Blessing

“Jevin! Botol sauce kalau udah habis dibalik! Gula kalau satu bungkus nggak habis dikaretin masukin kulkas lagi habis diwadahin ke toples!” “Kalau bukan istrinya yang gantungin jas, digeletakin aja itu jas di tempat tidur, ck.” Celotehan perihal kehidupan rumah tangga yang kadang terlontar dari Letta kepada Jevin menambah riuh rumah tangga mereka.

“Lett, nggak shooting atau photoshoot? Cari uang gih,” kata Jevin meledek namun sambil menciumi pipi istrinya itu.

“Kamu juga, nggak kerja apa? Sana kerja, kalau nggak ya cari kerjaan. Bikin garis putih zebra cross pakai kutek putihku sana,” balas Letta sambil mengacak rambut suaminya. Keduanya terbahak, hal-hal kecil yang kadang tidak mereka hiraukan menjadi berarti saat sudah menjalin rumah tangga. Pagi ini Jevin baru saja terbangun dari tidurnya, Letta yang sedang membereskan dan merapikan isi lemari kamar terkejut dengan seseorang yang memeluknya dari belakang. Ia menoleh dan melihat suaminya ada di sana.

“Good morning sayang,” kata Jevin dengan suara berat. “Morning juga pak suami,” balas Letta. “Peluk dulu biar semangatkerja,” ucap Jevin manja, Letta tertawa melihat tingkah suaminya yang lucu dan manja itu, Letta segera berbalik badan lalu memeluk Jevin erat. Tangan Jevin mengacak pelan surai hitam Letta. Ia memegang kedua bahu Letta dan menatap istrinya lekat.

“Maaf ya aku lembur hari ini, pulangnya agak malem,” kata Jevin, Letta mengangguk. Jevin tersenyum lalu mengecup kening istrinya itu. “Yaudah aku mandi dulu,” kata Jevin. Wanita itu pun berjalan mengambil handuk dan memberikan kepada suaminya.
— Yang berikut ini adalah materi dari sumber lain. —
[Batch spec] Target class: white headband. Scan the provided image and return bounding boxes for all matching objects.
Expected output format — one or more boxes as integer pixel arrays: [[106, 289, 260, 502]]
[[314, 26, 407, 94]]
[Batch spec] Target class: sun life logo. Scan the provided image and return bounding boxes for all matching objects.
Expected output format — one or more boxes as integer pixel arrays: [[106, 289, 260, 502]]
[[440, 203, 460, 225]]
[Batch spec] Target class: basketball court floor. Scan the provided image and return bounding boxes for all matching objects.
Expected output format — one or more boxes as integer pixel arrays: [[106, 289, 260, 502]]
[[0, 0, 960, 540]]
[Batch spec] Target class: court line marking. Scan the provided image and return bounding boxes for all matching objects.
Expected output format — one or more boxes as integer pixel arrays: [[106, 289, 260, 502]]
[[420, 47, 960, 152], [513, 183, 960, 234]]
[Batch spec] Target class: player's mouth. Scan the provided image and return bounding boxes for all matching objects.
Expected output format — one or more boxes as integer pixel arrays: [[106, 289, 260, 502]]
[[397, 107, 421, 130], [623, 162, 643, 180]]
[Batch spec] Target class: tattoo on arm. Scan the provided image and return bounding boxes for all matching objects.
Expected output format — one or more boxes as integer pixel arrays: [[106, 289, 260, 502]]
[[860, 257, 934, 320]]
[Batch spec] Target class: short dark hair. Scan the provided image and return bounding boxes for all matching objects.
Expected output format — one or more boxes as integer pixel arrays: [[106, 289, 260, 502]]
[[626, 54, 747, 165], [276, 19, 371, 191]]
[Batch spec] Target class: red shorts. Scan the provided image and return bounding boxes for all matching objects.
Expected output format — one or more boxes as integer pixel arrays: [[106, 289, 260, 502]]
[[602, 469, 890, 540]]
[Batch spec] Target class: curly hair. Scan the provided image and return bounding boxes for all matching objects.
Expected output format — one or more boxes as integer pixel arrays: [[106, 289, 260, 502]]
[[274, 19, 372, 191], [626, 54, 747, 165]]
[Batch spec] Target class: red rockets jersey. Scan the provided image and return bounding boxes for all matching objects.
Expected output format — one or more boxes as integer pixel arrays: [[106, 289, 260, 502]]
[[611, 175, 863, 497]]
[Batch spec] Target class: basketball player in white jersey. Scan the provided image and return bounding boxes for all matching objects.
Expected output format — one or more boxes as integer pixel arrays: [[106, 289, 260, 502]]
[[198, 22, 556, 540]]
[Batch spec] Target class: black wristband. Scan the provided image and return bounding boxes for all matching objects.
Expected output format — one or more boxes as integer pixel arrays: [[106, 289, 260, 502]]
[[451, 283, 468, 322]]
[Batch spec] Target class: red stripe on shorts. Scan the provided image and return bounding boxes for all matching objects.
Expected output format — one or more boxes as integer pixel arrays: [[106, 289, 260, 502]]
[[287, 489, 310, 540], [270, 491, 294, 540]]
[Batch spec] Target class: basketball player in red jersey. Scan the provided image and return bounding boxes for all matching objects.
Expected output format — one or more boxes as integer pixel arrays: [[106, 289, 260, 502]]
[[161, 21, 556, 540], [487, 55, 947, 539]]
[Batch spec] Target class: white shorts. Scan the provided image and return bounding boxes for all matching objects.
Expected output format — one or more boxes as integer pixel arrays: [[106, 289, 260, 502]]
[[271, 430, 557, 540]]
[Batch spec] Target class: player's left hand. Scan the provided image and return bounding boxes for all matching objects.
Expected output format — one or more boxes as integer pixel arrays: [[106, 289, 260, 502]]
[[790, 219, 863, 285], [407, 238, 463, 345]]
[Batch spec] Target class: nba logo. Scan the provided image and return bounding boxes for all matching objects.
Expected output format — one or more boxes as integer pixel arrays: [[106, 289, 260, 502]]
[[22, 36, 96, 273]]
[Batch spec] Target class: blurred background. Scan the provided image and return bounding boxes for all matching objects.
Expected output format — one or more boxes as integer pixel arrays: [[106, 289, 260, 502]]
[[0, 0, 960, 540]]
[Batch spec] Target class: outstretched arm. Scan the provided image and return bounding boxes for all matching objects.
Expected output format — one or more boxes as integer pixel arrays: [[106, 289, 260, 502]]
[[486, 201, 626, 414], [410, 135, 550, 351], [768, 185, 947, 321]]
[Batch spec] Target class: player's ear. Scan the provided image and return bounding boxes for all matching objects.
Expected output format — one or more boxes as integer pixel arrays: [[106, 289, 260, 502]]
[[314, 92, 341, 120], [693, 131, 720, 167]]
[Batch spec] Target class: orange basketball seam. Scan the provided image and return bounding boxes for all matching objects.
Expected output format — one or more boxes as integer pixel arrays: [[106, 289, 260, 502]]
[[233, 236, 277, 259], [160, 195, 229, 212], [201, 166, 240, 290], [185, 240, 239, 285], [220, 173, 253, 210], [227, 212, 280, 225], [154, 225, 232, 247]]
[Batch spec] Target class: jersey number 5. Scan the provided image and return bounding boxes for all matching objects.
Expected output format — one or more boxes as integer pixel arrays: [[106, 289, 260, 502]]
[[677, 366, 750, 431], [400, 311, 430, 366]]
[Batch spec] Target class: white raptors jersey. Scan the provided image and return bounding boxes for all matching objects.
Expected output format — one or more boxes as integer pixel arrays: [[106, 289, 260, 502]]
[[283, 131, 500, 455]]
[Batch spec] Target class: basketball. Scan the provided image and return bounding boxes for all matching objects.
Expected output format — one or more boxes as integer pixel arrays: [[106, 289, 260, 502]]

Tapi tiba-tiba Letta teringat sesuatu, Letta merenggangkan rengkuh dan merapikan rambut Jevin dengan satu tangannya. “Sebentar sayang, aku ambil sesuatu di kamar mandi dulu,” kata Letta lalu berlari kecil ke kamar mandi. Jevin masih diam di tempat, ia melihat pantulan dirinya di cermin yang ada di lemari sambil menyisir rambutnya ke belakang dengan jarinya, tak ada curiga, hingga sebuah teriakan yang memanggil nama Jevin ia dengar dari kamar mandi. Jevin kaget dan panik, Jevin pun langsung menuju ke kamar mandi. “Letta, kenapa?” tanya Jevin panik, ia mendapati istrinya termangu di depan wastafel, Letta hanya diam tidak menghiraukan kedatangan Jevin.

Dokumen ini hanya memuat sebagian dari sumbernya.